“The world breaks everyone and afterward many are strong in the broken places. But those that will not break, it kills. It kills the very good and the very gentle and the very brave impartially.
If you are none of these, you can be sure it will kill you, too, but there will be no special hurry.” — Ernest Hemingway
When I was dancing, one of my teachers shared a quote that she had learned from one of her mentors: “If a dancer ever wakes up in the morning and doesn’t hurt, they are probably dead.”
Last weekend, the Learn to Train 6 (LTT6) seminar came to a close with a final Q&A session to all the coaches. One of the questions asked was (to paraphrase), “For anyone who’s had a serious injury, how have you handled it?”
A few jokingly asked, “Who hasn’t been injured?” Collectively, the whole group started laughing.
This isn't to glorify pain as something to be proud of and show off, but I don’t think anyone would argue with the belief that if you're truly going to work to be elite at something, certain things will have to be sacrificed. It might be your body, it might be certain aspects of your health, or it might be family time, relationships, or any of those things. But no one is immune to pain and sacrifice. No one is immune to being broken. The difference with this group is that none of us let it be the thing that metaphorically killed us.
An injury isn’t a hardcore statement of "look how badass I am." It’s a declaration that you risked something. You chose strength. It might have cost you, but you took the risk. If you have the mental fortitude, you can regain the strength and more on top of it if you really learn. You are stronger in the broken places.
I would never encourage people to hurt themselves, but I will ask, how well do you really understand strength without experiencing being broken? When I ruptured my hamstring tendon back in 2007, I was in excruciating pain. I couldn’t walk without a cane, I couldn’t straighten the leg, and it hurt every fucking second. Three days after rupturing it, I drove to the gym, hobbled in, and sat myself on a chest machine and pushed. I leaned the cane against the weight stack.
I didn’t know what I was doing. I didn’t have any idea what the recovery would take. I didn’t have a defined plan of any kind. I knew one thing though—however long it took, I was not going to let myself stay broken. I made every mistake imaginable in the recovery process, but with every setback, it forced me to get back up and go forward. That wasn’t the last injury either. But the point isn't that I'm proud of how good I hurt myself. I do take pride though in what it taught me. And I didn’t let it kill me. I didn’t let it stop me.
Pain and sacrifice are like failure in that they're made worthwhile by the conscientious choice of learning from them. To learn is to grow stronger and gain strength, and strength is always a choice.
Pain may not be something you choose, but you can control how you handle it. Sacrifice may not be something you want to happen, but you can choose what you fill that loss with. You can choose what you learn.
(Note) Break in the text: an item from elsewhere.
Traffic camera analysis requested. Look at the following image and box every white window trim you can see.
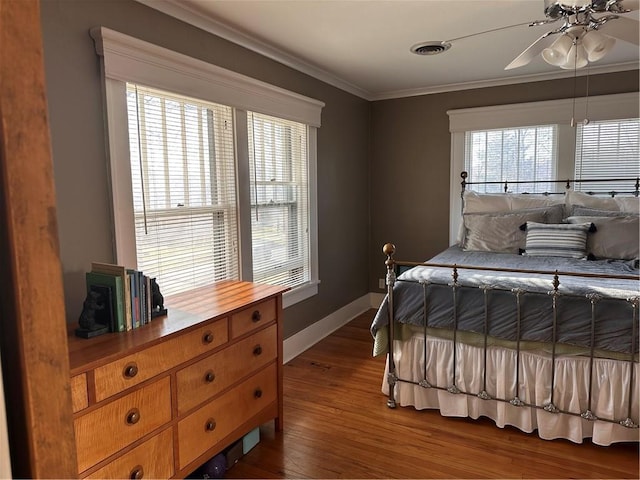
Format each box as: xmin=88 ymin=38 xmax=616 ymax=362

For every hoorah quote that I hear about “no great man or woman has ever avoided failure,” I constantly see people who are so afraid to fail that they choose to simply do nothing. They are so afraid of being in pain or of giving anything up that they choose to be weak. This isn’t simply a physical weakness of body but a mental weakness in the mind. Rather than risk anything to learn something about themselves, they won't take any action and instead be ignorant. Do nothing, learn nothing, and be nothing. They've let the world kill them, and they will always be silent for it.
Talk to any accomplished lifter and he will likely be readily able to go into detail about how much injury taught him and how he came back from it. He will also tell you how many potentially great lifters he saw get hurt once who never competed at a high level again. His lists of injuries aren’t simply scars showing off what he can handle. It's everything he’s learned and gained from them.
Pain and sacrifice accompanies every aspect of life—personal, professional, romantic, and familial. We will always be forced to make painful choices at different stages in our lives. We may give things up, let things go, and be forced to move on. The choice we will face isn't how badly we break but whether we choose to learn or stay broken, whether we choose to remake ourselves stronger or allow ourselves to be weaker. There will always be challenges, there will always be hardships, and there will always be choices we’d rather not have to make. Only you can answer what the stronger choice is and what the weaker choice is.